Sometimes you get a photo that is pretty impressive but just too dense, kinda like a really overdressed movie idol who can't spell.
The bottom shot was impressive but didn't speak in clear tones. It had a lot of reflection effect, unfortunately, TOO much. To me that was overkill when mated up with text... the picture image would compete with the writing I wanted to do with it. So, I thought, crop out a nice portion that is simpler.
I uploaded the picture to the Paint program and used the selection feature to "grab" the part which kind of looked like the shore of an island, losing most of the distracting reflection effect of the original shot and gaining a great focus on the colors and the essence of the shot.
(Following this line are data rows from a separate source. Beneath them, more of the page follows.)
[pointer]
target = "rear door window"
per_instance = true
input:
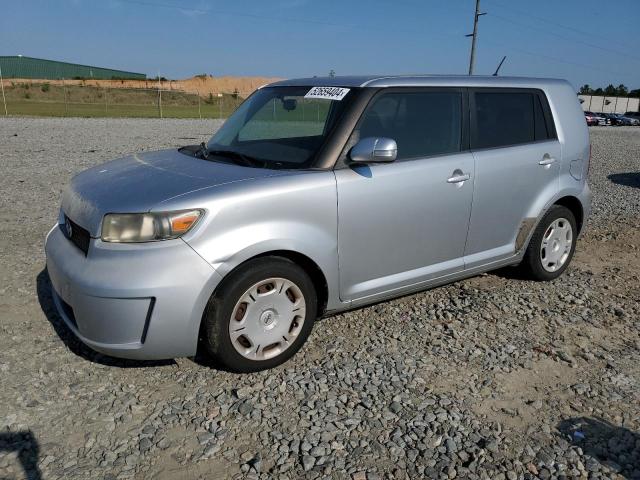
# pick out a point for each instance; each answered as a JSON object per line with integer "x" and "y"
{"x": 507, "y": 118}
{"x": 423, "y": 124}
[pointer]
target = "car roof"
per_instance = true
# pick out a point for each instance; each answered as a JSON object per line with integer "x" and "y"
{"x": 419, "y": 81}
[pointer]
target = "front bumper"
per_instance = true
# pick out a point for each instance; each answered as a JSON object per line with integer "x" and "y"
{"x": 140, "y": 301}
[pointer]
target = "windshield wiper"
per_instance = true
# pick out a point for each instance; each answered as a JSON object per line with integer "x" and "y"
{"x": 237, "y": 157}
{"x": 203, "y": 152}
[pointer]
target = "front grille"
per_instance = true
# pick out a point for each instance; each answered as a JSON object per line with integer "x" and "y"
{"x": 79, "y": 236}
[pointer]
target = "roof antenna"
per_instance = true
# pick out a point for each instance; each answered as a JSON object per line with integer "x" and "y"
{"x": 495, "y": 74}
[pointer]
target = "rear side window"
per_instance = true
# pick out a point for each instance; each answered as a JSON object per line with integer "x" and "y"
{"x": 422, "y": 123}
{"x": 508, "y": 118}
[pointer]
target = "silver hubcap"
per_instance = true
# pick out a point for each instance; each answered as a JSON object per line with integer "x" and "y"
{"x": 267, "y": 319}
{"x": 556, "y": 245}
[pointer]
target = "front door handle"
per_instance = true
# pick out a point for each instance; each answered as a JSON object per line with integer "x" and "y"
{"x": 547, "y": 160}
{"x": 458, "y": 177}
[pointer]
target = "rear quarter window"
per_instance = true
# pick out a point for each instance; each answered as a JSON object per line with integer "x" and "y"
{"x": 509, "y": 117}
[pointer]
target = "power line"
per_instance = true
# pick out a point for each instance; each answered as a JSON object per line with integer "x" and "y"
{"x": 557, "y": 24}
{"x": 555, "y": 59}
{"x": 239, "y": 14}
{"x": 548, "y": 32}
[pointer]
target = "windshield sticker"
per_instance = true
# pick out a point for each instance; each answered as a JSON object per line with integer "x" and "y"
{"x": 328, "y": 93}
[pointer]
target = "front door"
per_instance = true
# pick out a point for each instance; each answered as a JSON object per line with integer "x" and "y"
{"x": 406, "y": 222}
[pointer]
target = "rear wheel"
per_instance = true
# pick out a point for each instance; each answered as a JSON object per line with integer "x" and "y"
{"x": 552, "y": 245}
{"x": 261, "y": 315}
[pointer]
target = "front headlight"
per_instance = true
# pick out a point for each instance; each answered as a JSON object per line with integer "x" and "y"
{"x": 148, "y": 227}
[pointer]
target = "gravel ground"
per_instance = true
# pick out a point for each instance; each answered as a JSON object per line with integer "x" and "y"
{"x": 492, "y": 378}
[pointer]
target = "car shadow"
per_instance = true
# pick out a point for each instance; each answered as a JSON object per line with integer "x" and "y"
{"x": 616, "y": 447}
{"x": 26, "y": 446}
{"x": 47, "y": 305}
{"x": 629, "y": 179}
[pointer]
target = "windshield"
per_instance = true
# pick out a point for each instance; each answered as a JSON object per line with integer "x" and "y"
{"x": 280, "y": 127}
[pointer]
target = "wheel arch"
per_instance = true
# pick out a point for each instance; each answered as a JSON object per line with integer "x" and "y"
{"x": 305, "y": 262}
{"x": 575, "y": 206}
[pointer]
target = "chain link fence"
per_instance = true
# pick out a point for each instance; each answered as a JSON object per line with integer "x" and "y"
{"x": 44, "y": 99}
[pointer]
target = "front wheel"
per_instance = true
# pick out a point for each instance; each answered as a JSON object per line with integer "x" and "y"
{"x": 552, "y": 245}
{"x": 261, "y": 315}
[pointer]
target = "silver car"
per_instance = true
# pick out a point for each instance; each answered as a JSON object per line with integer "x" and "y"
{"x": 316, "y": 196}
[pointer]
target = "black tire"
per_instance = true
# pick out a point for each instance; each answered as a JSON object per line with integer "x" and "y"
{"x": 531, "y": 266}
{"x": 217, "y": 315}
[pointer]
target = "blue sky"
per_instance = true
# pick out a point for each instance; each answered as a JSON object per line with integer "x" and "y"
{"x": 584, "y": 41}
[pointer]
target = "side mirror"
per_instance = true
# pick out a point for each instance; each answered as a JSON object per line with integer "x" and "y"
{"x": 374, "y": 150}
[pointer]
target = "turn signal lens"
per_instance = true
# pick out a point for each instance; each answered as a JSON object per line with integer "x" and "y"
{"x": 182, "y": 223}
{"x": 148, "y": 227}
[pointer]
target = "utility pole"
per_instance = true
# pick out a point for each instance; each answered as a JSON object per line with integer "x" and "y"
{"x": 474, "y": 36}
{"x": 4, "y": 100}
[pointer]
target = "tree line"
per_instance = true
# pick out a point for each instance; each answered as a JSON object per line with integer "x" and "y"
{"x": 610, "y": 91}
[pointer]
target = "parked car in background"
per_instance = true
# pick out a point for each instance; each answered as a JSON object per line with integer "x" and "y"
{"x": 621, "y": 120}
{"x": 392, "y": 186}
{"x": 591, "y": 118}
{"x": 603, "y": 116}
{"x": 634, "y": 115}
{"x": 602, "y": 121}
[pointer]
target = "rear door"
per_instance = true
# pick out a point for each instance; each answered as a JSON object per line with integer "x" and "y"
{"x": 406, "y": 222}
{"x": 518, "y": 156}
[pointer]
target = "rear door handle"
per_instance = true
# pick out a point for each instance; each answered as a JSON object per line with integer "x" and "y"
{"x": 457, "y": 178}
{"x": 546, "y": 160}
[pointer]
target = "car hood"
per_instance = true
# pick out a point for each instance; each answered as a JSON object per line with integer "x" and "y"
{"x": 138, "y": 182}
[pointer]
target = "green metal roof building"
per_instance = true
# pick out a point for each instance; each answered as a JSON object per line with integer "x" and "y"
{"x": 28, "y": 67}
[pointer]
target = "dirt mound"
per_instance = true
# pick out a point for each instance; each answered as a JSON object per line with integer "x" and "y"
{"x": 201, "y": 84}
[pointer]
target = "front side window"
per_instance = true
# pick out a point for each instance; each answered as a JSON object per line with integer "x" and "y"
{"x": 277, "y": 127}
{"x": 423, "y": 124}
{"x": 508, "y": 118}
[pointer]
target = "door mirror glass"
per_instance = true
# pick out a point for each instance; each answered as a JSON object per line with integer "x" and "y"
{"x": 374, "y": 150}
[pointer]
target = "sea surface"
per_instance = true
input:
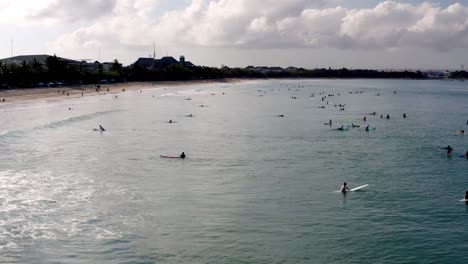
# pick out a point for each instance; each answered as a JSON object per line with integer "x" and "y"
{"x": 254, "y": 188}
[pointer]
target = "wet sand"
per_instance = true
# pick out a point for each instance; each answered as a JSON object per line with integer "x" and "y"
{"x": 23, "y": 94}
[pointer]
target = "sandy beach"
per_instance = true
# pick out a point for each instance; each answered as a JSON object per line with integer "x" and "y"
{"x": 24, "y": 94}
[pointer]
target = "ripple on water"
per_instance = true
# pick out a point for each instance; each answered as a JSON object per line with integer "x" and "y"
{"x": 44, "y": 206}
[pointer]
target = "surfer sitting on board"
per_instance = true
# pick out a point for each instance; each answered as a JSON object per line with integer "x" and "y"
{"x": 449, "y": 150}
{"x": 344, "y": 188}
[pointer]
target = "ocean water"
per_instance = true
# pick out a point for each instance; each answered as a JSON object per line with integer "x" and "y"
{"x": 254, "y": 188}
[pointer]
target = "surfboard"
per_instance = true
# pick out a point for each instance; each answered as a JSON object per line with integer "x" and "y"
{"x": 358, "y": 188}
{"x": 354, "y": 189}
{"x": 170, "y": 157}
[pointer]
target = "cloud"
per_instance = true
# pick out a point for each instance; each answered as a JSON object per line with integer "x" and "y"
{"x": 72, "y": 10}
{"x": 271, "y": 24}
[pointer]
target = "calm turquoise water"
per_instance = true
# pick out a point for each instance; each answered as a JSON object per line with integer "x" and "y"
{"x": 255, "y": 188}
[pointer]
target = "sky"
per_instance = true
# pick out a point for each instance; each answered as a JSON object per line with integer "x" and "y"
{"x": 377, "y": 34}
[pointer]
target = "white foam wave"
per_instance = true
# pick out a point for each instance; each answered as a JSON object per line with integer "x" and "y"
{"x": 44, "y": 205}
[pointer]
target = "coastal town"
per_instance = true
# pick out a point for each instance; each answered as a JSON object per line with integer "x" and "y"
{"x": 51, "y": 71}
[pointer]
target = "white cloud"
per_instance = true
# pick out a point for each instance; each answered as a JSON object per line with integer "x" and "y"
{"x": 271, "y": 23}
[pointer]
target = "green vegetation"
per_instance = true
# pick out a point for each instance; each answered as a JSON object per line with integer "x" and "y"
{"x": 59, "y": 72}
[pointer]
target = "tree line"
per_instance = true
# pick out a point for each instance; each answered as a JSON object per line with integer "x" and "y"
{"x": 56, "y": 71}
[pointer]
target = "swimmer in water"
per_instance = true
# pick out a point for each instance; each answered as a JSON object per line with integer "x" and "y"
{"x": 449, "y": 150}
{"x": 344, "y": 188}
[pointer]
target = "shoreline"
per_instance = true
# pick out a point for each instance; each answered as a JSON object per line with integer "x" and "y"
{"x": 64, "y": 92}
{"x": 12, "y": 95}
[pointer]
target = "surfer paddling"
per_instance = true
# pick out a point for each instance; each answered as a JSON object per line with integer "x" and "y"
{"x": 449, "y": 150}
{"x": 344, "y": 188}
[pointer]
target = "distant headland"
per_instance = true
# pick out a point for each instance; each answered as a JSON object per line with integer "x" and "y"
{"x": 29, "y": 71}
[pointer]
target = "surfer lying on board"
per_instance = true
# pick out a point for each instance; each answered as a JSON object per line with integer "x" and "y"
{"x": 449, "y": 150}
{"x": 344, "y": 188}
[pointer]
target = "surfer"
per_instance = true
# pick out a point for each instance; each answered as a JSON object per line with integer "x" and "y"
{"x": 449, "y": 150}
{"x": 344, "y": 188}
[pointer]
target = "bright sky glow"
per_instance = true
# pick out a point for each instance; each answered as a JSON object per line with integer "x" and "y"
{"x": 306, "y": 33}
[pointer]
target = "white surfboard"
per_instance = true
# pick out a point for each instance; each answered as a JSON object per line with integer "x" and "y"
{"x": 358, "y": 188}
{"x": 355, "y": 189}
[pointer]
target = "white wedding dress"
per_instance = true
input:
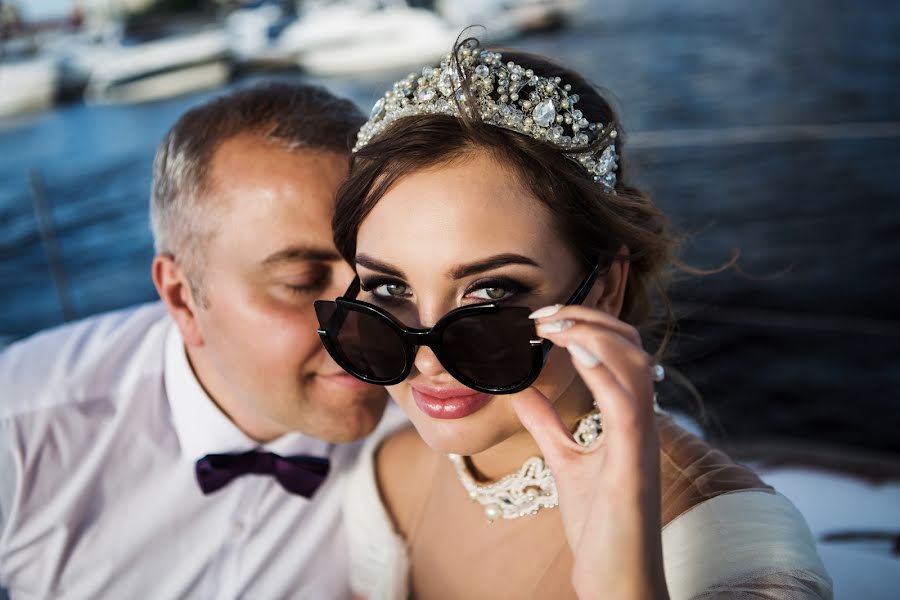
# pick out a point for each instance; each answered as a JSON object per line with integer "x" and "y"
{"x": 739, "y": 545}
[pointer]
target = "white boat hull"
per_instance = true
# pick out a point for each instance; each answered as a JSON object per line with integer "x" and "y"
{"x": 27, "y": 86}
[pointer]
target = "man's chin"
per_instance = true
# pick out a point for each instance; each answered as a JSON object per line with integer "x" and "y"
{"x": 345, "y": 411}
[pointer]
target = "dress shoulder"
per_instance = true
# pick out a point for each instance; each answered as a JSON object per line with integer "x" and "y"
{"x": 744, "y": 544}
{"x": 692, "y": 471}
{"x": 379, "y": 563}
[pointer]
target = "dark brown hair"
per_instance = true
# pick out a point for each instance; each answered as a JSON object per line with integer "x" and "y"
{"x": 598, "y": 224}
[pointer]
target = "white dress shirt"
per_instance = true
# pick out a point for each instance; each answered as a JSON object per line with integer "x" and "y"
{"x": 101, "y": 423}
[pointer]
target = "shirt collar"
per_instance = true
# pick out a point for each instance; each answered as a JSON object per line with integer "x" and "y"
{"x": 202, "y": 428}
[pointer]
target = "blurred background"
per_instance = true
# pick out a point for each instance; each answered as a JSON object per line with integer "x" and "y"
{"x": 770, "y": 128}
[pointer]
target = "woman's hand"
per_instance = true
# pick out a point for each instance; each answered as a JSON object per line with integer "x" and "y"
{"x": 610, "y": 492}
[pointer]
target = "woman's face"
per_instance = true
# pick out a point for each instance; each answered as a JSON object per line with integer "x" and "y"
{"x": 454, "y": 235}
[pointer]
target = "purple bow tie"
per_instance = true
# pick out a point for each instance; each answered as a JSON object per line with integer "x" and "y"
{"x": 297, "y": 474}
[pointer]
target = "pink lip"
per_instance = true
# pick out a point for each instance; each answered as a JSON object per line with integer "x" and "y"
{"x": 449, "y": 403}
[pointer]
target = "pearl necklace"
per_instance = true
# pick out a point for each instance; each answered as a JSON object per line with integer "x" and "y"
{"x": 529, "y": 489}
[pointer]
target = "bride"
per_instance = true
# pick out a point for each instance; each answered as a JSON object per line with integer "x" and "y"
{"x": 504, "y": 261}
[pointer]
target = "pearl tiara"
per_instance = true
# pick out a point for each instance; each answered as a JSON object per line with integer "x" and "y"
{"x": 506, "y": 95}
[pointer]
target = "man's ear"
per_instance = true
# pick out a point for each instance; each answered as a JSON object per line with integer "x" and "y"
{"x": 175, "y": 291}
{"x": 609, "y": 290}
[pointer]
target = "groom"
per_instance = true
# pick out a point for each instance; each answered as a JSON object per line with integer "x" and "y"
{"x": 195, "y": 447}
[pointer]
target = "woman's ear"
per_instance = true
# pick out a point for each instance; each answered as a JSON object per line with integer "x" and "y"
{"x": 609, "y": 290}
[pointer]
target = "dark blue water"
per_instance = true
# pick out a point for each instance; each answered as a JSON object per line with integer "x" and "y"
{"x": 802, "y": 340}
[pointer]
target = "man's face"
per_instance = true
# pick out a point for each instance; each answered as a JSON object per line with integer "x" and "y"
{"x": 271, "y": 256}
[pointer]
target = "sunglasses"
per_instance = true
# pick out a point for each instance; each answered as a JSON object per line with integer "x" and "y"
{"x": 487, "y": 347}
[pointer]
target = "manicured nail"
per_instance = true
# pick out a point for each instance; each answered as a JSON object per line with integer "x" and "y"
{"x": 581, "y": 354}
{"x": 557, "y": 326}
{"x": 547, "y": 311}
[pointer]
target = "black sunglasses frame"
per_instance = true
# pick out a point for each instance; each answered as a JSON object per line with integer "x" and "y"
{"x": 432, "y": 337}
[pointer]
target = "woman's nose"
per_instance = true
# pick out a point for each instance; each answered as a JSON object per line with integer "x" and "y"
{"x": 427, "y": 363}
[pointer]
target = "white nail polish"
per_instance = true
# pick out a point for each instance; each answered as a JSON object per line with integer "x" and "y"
{"x": 557, "y": 326}
{"x": 547, "y": 311}
{"x": 581, "y": 354}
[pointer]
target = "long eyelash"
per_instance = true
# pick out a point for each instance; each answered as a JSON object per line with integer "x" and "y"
{"x": 510, "y": 285}
{"x": 370, "y": 284}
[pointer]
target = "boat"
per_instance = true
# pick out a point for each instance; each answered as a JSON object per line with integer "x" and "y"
{"x": 158, "y": 69}
{"x": 503, "y": 19}
{"x": 354, "y": 38}
{"x": 27, "y": 84}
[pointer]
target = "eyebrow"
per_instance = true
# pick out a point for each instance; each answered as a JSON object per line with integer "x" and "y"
{"x": 301, "y": 253}
{"x": 458, "y": 272}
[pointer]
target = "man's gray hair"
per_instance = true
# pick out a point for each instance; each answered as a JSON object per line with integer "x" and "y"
{"x": 297, "y": 117}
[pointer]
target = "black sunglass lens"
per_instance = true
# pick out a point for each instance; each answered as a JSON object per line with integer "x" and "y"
{"x": 492, "y": 349}
{"x": 369, "y": 344}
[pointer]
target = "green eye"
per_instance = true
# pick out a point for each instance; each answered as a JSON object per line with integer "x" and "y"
{"x": 391, "y": 290}
{"x": 491, "y": 293}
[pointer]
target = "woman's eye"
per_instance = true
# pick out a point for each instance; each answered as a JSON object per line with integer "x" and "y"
{"x": 391, "y": 290}
{"x": 492, "y": 293}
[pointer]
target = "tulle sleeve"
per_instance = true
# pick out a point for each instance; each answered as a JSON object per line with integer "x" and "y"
{"x": 743, "y": 545}
{"x": 726, "y": 533}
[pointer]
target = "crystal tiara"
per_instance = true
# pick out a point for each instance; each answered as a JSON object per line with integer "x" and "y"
{"x": 506, "y": 95}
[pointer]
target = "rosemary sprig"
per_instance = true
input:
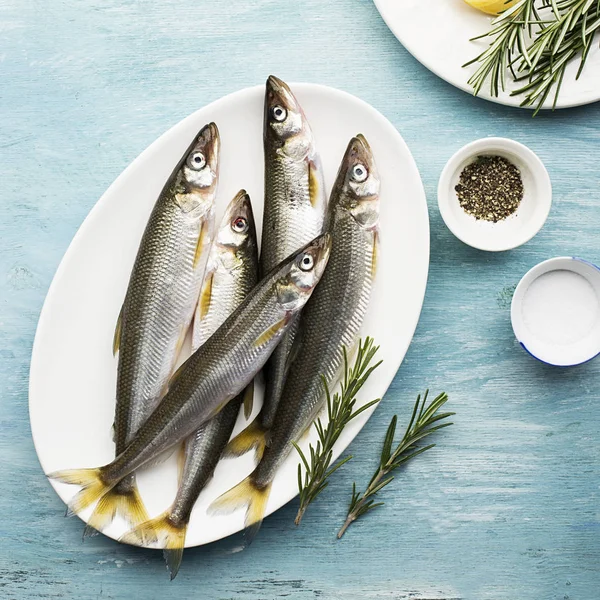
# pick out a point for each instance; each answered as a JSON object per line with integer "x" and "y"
{"x": 340, "y": 411}
{"x": 422, "y": 424}
{"x": 535, "y": 41}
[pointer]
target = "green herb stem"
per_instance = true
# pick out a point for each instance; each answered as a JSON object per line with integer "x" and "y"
{"x": 422, "y": 424}
{"x": 340, "y": 411}
{"x": 535, "y": 41}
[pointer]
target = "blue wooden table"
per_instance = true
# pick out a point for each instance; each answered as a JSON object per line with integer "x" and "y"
{"x": 506, "y": 507}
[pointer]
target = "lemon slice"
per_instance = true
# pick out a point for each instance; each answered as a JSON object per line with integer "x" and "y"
{"x": 491, "y": 7}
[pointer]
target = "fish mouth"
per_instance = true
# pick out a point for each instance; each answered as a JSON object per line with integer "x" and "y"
{"x": 359, "y": 151}
{"x": 209, "y": 139}
{"x": 321, "y": 248}
{"x": 278, "y": 93}
{"x": 241, "y": 207}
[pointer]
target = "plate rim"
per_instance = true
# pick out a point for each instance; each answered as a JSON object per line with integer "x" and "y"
{"x": 463, "y": 85}
{"x": 421, "y": 200}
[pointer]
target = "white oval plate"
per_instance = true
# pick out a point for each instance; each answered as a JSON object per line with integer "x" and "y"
{"x": 73, "y": 372}
{"x": 438, "y": 33}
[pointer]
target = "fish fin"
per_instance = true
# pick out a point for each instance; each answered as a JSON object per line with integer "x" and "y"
{"x": 200, "y": 244}
{"x": 375, "y": 257}
{"x": 162, "y": 531}
{"x": 205, "y": 297}
{"x": 314, "y": 183}
{"x": 269, "y": 333}
{"x": 253, "y": 437}
{"x": 245, "y": 494}
{"x": 92, "y": 487}
{"x": 249, "y": 399}
{"x": 173, "y": 558}
{"x": 117, "y": 336}
{"x": 128, "y": 505}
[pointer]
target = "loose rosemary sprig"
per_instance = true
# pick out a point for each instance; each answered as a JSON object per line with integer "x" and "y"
{"x": 340, "y": 411}
{"x": 420, "y": 426}
{"x": 536, "y": 40}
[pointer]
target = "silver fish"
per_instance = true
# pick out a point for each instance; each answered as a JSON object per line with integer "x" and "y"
{"x": 332, "y": 319}
{"x": 231, "y": 274}
{"x": 294, "y": 211}
{"x": 159, "y": 305}
{"x": 218, "y": 371}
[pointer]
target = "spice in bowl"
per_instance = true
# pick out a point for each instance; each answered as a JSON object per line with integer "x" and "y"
{"x": 490, "y": 188}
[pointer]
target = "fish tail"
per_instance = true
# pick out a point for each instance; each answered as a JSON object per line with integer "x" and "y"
{"x": 161, "y": 529}
{"x": 128, "y": 504}
{"x": 246, "y": 494}
{"x": 93, "y": 487}
{"x": 254, "y": 437}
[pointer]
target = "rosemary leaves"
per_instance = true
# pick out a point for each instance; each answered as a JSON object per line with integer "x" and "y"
{"x": 490, "y": 188}
{"x": 421, "y": 424}
{"x": 340, "y": 411}
{"x": 534, "y": 41}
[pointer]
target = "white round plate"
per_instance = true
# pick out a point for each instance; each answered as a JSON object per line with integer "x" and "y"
{"x": 73, "y": 372}
{"x": 438, "y": 33}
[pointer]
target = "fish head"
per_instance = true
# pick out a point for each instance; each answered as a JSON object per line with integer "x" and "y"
{"x": 237, "y": 227}
{"x": 303, "y": 272}
{"x": 200, "y": 168}
{"x": 359, "y": 180}
{"x": 285, "y": 126}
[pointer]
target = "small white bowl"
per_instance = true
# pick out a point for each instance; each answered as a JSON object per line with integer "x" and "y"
{"x": 516, "y": 229}
{"x": 555, "y": 311}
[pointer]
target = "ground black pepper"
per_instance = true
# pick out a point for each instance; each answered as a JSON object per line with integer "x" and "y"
{"x": 490, "y": 188}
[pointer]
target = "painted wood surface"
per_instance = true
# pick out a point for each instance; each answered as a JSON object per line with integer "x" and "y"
{"x": 506, "y": 507}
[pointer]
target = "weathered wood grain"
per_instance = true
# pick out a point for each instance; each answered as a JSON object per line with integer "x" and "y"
{"x": 506, "y": 507}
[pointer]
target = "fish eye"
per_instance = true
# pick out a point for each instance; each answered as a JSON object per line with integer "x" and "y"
{"x": 359, "y": 173}
{"x": 196, "y": 161}
{"x": 239, "y": 225}
{"x": 279, "y": 113}
{"x": 307, "y": 262}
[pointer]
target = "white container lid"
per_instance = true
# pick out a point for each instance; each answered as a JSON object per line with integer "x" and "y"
{"x": 555, "y": 311}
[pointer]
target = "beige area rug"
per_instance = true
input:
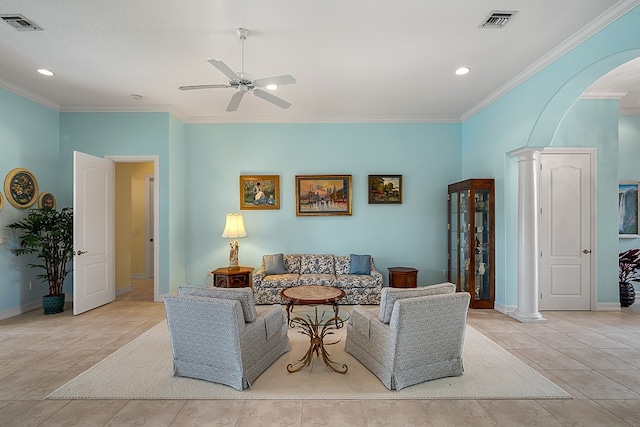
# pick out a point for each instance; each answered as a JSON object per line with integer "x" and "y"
{"x": 142, "y": 369}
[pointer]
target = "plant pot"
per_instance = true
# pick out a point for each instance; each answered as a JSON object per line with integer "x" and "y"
{"x": 53, "y": 304}
{"x": 627, "y": 294}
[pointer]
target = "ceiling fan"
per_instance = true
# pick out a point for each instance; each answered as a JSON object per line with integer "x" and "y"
{"x": 244, "y": 83}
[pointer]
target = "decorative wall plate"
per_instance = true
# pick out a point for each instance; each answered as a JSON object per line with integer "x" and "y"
{"x": 47, "y": 200}
{"x": 21, "y": 188}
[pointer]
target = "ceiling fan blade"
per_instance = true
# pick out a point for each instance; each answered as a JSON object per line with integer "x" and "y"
{"x": 193, "y": 87}
{"x": 271, "y": 98}
{"x": 276, "y": 80}
{"x": 235, "y": 101}
{"x": 224, "y": 69}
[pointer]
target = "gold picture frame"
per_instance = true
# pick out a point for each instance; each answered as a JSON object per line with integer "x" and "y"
{"x": 323, "y": 195}
{"x": 259, "y": 192}
{"x": 21, "y": 188}
{"x": 385, "y": 189}
{"x": 47, "y": 200}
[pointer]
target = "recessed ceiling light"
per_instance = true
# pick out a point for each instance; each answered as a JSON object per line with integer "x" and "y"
{"x": 45, "y": 72}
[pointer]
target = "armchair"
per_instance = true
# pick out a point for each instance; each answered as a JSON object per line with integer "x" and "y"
{"x": 219, "y": 335}
{"x": 416, "y": 335}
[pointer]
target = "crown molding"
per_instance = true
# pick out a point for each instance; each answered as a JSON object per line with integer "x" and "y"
{"x": 572, "y": 42}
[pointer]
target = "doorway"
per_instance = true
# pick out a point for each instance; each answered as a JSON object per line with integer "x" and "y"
{"x": 137, "y": 204}
{"x": 567, "y": 229}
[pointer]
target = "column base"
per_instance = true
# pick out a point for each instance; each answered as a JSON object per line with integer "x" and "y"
{"x": 528, "y": 317}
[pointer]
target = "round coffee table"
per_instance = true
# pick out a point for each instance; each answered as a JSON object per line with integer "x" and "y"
{"x": 311, "y": 295}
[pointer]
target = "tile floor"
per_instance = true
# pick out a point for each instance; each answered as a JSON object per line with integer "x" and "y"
{"x": 593, "y": 356}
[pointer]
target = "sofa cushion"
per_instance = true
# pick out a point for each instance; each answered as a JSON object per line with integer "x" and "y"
{"x": 280, "y": 281}
{"x": 390, "y": 295}
{"x": 346, "y": 281}
{"x": 317, "y": 264}
{"x": 244, "y": 295}
{"x": 291, "y": 264}
{"x": 359, "y": 264}
{"x": 317, "y": 279}
{"x": 273, "y": 264}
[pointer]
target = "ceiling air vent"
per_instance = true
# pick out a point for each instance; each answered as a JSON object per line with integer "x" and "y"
{"x": 20, "y": 23}
{"x": 497, "y": 18}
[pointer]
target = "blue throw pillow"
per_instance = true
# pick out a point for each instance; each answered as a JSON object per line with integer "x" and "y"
{"x": 273, "y": 264}
{"x": 359, "y": 264}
Your eye could now capture the image more quickly and it made a more concise impression.
Sometimes less is much more... and I think a lot of modern graphic designers are going back to that as witnessed by the increasing use of simple, almost cartoonish images in many magazine ads and sprinkled iconic colored graphic illustrations in the text areas, too. It's a fresh look, using broad simple colored backgrounds or plain white rather than a lot of cluttered backgrounds.
Nothing's new, of course.... they did all this stuff back in the early days to illustrate all sorts of periodicals in one to three colors, where the images had to remain relatively simple. If you recall the early black and white Volkwagon ads or the placard ads in restaurants in the fifties for Coca Cola or certain brands of hot dogs or whatever, THEY used the principle of simplicity, never claiming to be high art. And the effect worked fine.
We can put photos in graphic framing or attention-getting backgrounds and mimic the same thing, which is kind of what this posting is all about.